Given these unavoidable limitations, it is generally good advice to average the outcomes of several polls and stick with the pack when reporting the horse-race. But even this approach doesnt always work. PollsterWarren Mitofsky points to the recent Mexican presidential elections, won by Vicente Fox. One poll showed Fox with a commanding lead, but the press ignored the result because it was so unlikely until the day after the election, that is. Fox won by the exact margin the outlier poll anticipated.
Many reporters also forget that in a two-person race, the margin of error applies to each candidate. Hence, the actual level of support with a +/- 3 percent margin of error is 6 percent wide for each candidate. That is, there are two dancing bears inside the box, each with a fuzzy buffer zone 3 percentage points wide on either side of him, left and right. Sometimes they overlap, sometimes they spread apart.
So, which bear is actually in the lead? As a general rule of thumb, if the margin between the candidates is greater than twice the sampling error for the poll (i.e.

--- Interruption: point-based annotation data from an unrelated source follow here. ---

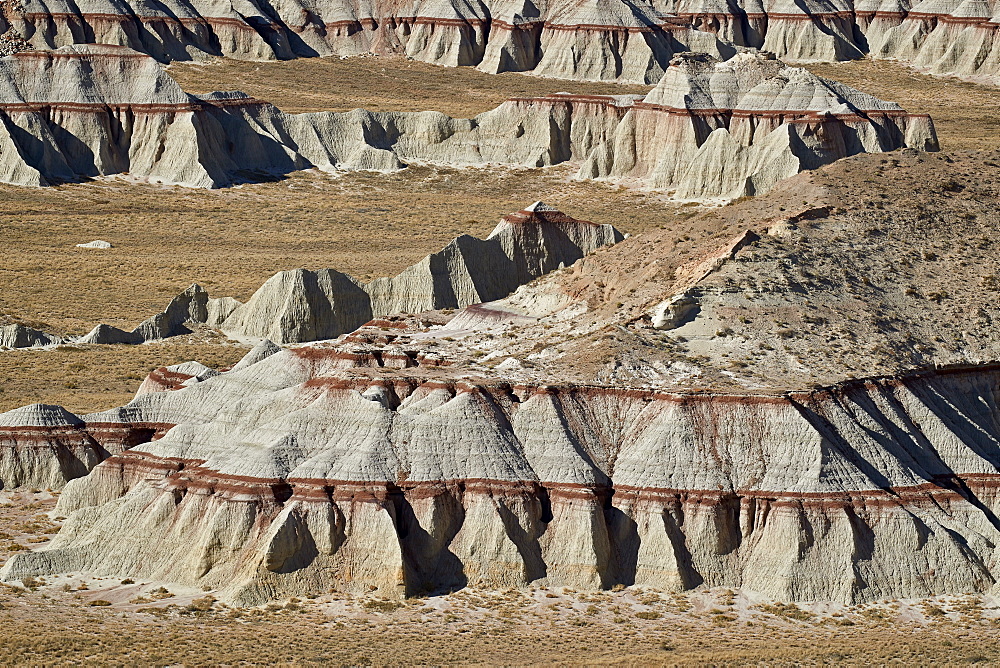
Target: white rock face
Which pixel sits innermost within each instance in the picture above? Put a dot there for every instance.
(579, 40)
(297, 474)
(21, 336)
(737, 128)
(610, 40)
(709, 129)
(301, 305)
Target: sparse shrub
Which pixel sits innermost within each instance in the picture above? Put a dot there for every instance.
(382, 605)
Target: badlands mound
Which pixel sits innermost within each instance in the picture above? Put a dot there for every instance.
(804, 406)
(612, 40)
(708, 130)
(301, 305)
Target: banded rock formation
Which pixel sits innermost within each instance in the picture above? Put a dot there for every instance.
(366, 462)
(579, 40)
(610, 40)
(293, 475)
(88, 111)
(22, 336)
(301, 305)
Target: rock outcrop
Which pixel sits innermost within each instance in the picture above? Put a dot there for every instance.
(294, 475)
(22, 336)
(708, 130)
(560, 437)
(301, 305)
(607, 41)
(190, 307)
(578, 40)
(737, 128)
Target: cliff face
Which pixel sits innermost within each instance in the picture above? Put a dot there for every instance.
(582, 433)
(578, 40)
(300, 305)
(293, 474)
(606, 41)
(88, 111)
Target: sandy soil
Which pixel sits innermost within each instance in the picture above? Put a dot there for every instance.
(383, 83)
(964, 113)
(99, 620)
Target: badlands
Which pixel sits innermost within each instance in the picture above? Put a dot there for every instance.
(747, 414)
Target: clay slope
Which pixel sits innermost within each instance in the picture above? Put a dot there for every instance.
(581, 433)
(610, 40)
(299, 474)
(86, 111)
(302, 305)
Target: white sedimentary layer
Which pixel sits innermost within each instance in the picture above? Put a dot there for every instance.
(709, 129)
(608, 40)
(301, 305)
(21, 336)
(289, 476)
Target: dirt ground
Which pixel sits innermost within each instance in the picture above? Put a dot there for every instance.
(382, 83)
(964, 113)
(91, 378)
(231, 240)
(99, 620)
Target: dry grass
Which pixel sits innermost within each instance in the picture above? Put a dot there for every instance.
(377, 83)
(86, 379)
(231, 240)
(964, 113)
(86, 618)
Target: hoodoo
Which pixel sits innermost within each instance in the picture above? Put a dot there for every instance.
(566, 435)
(708, 130)
(301, 305)
(612, 40)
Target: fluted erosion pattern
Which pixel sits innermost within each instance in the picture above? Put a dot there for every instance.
(708, 130)
(628, 41)
(611, 40)
(294, 474)
(302, 305)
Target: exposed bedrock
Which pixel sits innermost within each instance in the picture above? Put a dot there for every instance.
(300, 305)
(577, 40)
(708, 130)
(611, 40)
(290, 476)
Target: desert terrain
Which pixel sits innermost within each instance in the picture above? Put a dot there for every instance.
(851, 277)
(99, 620)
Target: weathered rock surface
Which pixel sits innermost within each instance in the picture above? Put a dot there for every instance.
(399, 457)
(610, 40)
(580, 40)
(189, 307)
(22, 336)
(293, 476)
(708, 130)
(300, 305)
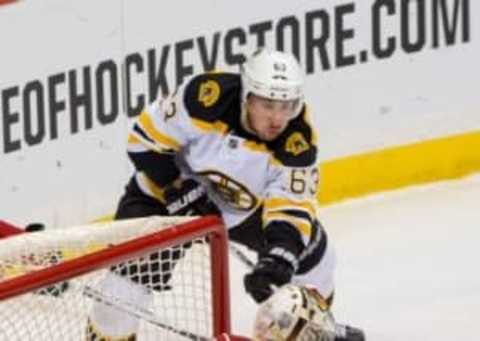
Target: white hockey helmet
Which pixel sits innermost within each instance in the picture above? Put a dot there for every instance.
(294, 313)
(274, 75)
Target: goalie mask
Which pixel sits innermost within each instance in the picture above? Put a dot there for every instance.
(294, 313)
(274, 75)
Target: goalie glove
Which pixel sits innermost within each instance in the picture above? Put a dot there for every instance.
(274, 268)
(188, 198)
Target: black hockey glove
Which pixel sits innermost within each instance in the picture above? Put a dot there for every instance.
(269, 270)
(187, 199)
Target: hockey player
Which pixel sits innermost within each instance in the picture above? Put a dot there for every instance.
(242, 146)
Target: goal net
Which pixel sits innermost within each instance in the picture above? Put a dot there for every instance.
(154, 278)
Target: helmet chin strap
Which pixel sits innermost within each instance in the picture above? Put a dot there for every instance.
(244, 121)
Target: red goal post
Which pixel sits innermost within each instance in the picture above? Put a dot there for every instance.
(209, 236)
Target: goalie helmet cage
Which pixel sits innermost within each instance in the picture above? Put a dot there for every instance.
(53, 282)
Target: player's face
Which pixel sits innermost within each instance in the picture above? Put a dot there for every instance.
(269, 118)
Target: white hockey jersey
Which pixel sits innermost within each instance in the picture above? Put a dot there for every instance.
(241, 173)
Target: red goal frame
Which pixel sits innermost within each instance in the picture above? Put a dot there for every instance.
(210, 226)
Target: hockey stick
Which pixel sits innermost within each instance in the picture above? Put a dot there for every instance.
(139, 313)
(340, 329)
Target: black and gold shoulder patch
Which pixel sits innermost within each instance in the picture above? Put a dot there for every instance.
(295, 147)
(213, 96)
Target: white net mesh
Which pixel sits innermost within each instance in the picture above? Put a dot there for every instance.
(165, 295)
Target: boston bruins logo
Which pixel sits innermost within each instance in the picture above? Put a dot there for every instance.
(209, 93)
(296, 144)
(232, 192)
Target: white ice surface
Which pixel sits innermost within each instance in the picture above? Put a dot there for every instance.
(408, 264)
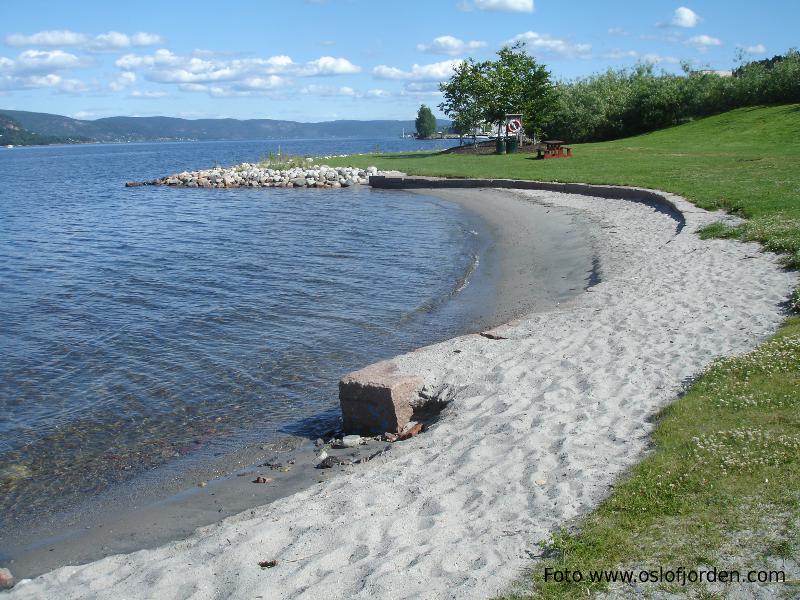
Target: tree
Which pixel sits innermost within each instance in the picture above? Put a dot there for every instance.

Candidate A has 41 percent, Candidate B has 48 percent, with a total margin of error of 6 percent), then the candidate with the greatest level of support is leading. It is more reliable to focus on changes in an individual candidates level of support, rather than the horse-race divide, because it only has one margin of error
Margin of sampling error is just one possible source of inaccuracy in a poll. It is not necessarily the greatest source of possible error; but it is the only one that can be precisely quantified. Remember the sportscasters cliche -- its not over until the fat lady sings. But only if shes within the margin of aria.